Addressing them one by one: for an extrovert, I surely do spend a lot of time by myself. I’m funny and do well at parties, but my natural set point is sitting on a mountain somewhere with a book. I’ll cop to “emotional stability” in that I’m fairly unflappable, though at various times in my life I was probably pretty neurotic. Locklin the disagreeable? Certainly I don’t suffer fools gladly. I’m also the dickhead who checks in on people to make sure they’re doing OK and who notices when they’re not; disagreeable people don’t do that. Conscientious; whatever -totally varies over time there are multiple 5 year periods of my life where I did nothing but chase women and drink heavily. I do usually pick things up off the floor, and go through vast map-reduce phases of gather/sort, though sometimes my desk looks like a junk pile.  Intellect/Imagination aka “Openness” -this one is most hilarious of all. It’s true, I revel in matters of the mind, I enjoy travel, art and I like messing with new ideas. While I’m fairly creative in my thinking, I’m also extremely traditional in my thinking: something that doesn’t compute with psychologists, who obviously don’t read much history or know who Ezra Pound or LeMaitre was. Or, for that matter Freeman Dyson or Heisenberg or Mendel or Celine or  Ernst Junger or Dali …. the list is endless -particularly among artistic and scientific giants. None of this is capable of predicting, say, who I voted for in the last election, or how likely I am to check in on the nice old lady upstairs. It’s just a bunch of shaggy dog stories and stereotypes about self regarding white college students in America in the mid to late 20th century.

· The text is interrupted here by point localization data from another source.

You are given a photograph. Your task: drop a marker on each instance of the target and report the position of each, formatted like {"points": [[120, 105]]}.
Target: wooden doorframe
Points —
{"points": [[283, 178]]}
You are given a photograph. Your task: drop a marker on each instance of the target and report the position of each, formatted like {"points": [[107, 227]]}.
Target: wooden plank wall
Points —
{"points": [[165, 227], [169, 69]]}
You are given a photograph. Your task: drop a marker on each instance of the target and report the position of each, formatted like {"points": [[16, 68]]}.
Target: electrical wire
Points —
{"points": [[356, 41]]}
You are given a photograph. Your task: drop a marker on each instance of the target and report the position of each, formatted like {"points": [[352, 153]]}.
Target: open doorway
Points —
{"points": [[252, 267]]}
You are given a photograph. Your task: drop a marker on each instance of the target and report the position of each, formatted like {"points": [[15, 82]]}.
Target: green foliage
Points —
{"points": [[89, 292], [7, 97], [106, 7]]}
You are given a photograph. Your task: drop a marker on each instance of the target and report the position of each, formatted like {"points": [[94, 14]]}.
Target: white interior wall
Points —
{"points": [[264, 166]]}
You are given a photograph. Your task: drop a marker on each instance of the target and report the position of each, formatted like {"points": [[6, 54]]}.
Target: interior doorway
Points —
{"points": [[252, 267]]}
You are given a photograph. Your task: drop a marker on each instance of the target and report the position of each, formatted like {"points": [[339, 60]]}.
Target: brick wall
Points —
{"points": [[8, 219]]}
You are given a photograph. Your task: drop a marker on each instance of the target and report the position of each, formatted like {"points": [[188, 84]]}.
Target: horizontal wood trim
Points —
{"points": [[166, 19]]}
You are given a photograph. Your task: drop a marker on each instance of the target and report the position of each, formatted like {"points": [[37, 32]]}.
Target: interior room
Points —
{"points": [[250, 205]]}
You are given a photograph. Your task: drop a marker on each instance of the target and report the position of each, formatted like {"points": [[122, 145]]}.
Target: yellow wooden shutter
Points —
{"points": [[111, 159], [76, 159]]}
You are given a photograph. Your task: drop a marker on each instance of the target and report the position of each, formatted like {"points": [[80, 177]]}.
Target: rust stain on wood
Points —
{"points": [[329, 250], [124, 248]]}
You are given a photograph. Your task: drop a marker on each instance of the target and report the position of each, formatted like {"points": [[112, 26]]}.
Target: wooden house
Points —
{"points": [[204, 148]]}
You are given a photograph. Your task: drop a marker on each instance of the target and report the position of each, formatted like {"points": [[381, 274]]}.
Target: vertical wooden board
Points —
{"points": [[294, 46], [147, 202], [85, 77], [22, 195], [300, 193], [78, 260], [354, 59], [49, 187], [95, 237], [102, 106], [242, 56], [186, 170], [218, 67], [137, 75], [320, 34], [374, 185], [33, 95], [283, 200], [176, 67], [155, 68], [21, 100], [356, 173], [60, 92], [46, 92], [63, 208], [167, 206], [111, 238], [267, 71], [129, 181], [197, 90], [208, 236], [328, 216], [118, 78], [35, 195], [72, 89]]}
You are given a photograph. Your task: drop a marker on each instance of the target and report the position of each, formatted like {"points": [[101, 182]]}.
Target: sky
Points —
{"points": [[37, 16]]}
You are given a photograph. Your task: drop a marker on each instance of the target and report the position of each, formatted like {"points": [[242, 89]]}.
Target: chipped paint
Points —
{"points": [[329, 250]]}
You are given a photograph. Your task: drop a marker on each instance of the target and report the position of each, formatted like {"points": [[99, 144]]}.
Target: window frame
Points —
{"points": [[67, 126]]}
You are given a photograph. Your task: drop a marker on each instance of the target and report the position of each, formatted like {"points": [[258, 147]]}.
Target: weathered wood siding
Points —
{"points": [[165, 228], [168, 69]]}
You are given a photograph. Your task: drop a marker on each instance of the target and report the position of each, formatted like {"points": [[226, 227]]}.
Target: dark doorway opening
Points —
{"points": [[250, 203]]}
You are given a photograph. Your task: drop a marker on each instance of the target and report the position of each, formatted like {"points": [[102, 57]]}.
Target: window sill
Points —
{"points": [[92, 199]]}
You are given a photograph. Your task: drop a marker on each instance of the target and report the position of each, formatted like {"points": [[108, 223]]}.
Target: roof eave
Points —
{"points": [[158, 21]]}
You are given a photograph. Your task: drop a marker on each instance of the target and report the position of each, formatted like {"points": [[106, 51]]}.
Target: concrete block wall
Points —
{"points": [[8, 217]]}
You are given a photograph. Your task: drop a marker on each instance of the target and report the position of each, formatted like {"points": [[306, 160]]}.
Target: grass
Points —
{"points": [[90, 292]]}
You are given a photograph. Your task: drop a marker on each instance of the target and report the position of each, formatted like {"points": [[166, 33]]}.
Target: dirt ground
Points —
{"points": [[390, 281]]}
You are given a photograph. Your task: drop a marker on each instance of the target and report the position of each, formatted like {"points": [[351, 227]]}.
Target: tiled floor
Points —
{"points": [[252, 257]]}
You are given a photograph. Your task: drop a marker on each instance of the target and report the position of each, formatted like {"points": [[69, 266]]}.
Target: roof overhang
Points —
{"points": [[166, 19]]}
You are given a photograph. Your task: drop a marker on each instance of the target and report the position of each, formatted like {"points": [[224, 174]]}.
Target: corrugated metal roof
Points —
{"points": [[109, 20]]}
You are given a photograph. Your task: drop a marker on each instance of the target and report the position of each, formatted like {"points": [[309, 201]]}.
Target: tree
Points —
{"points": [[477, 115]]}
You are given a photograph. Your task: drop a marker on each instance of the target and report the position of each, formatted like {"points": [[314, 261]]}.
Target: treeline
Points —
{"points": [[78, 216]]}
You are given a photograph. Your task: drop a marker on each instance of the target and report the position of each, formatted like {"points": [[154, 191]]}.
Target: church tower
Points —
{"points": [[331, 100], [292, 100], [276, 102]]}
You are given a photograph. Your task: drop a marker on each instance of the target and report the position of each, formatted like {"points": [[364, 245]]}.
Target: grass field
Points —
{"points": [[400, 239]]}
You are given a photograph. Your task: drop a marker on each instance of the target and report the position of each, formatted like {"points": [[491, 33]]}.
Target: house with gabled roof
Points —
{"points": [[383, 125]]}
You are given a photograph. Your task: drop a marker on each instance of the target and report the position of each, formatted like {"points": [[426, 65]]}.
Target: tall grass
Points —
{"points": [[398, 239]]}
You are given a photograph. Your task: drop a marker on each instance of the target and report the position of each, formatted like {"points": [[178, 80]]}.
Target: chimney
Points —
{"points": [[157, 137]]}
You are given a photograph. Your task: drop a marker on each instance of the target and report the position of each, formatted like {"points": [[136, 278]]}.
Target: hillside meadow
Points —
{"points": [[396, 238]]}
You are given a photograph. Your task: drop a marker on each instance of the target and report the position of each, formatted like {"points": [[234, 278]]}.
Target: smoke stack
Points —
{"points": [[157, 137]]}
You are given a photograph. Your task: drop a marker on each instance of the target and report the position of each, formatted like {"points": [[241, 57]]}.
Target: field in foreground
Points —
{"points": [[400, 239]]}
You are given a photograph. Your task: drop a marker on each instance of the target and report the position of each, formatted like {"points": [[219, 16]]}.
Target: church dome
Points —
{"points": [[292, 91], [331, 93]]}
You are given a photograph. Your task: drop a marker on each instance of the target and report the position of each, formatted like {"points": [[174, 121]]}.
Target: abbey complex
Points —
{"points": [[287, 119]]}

another bad model mapped onto other cultures

I think pretty much anything is better than this; for example, the Hippocrates theory that men come in Phlegmatic, Choleric, Sanguine and Melancholic flavors is obviously better from a behavioral point of view, as they relate to how people behave. I don’t think those clusters map onto anything real, but I know people who exemplify all of these archetypes. Particularly people in Latin countries, more or less where the idea originated in ancient times.

There is also the Japanese blood type personality test. I only know a few Japanese people, and only well enough to know they take this idea seriously. I know that the English language wiki on the subject dismisses it as superstition, where the wiki link on big-five is treated with gaping credulity, and that seems to me, well, rather culturally insensitive. I’m willing to bet Japanese blood personality is more real and possibly more useful in Japan than big-five is in the US.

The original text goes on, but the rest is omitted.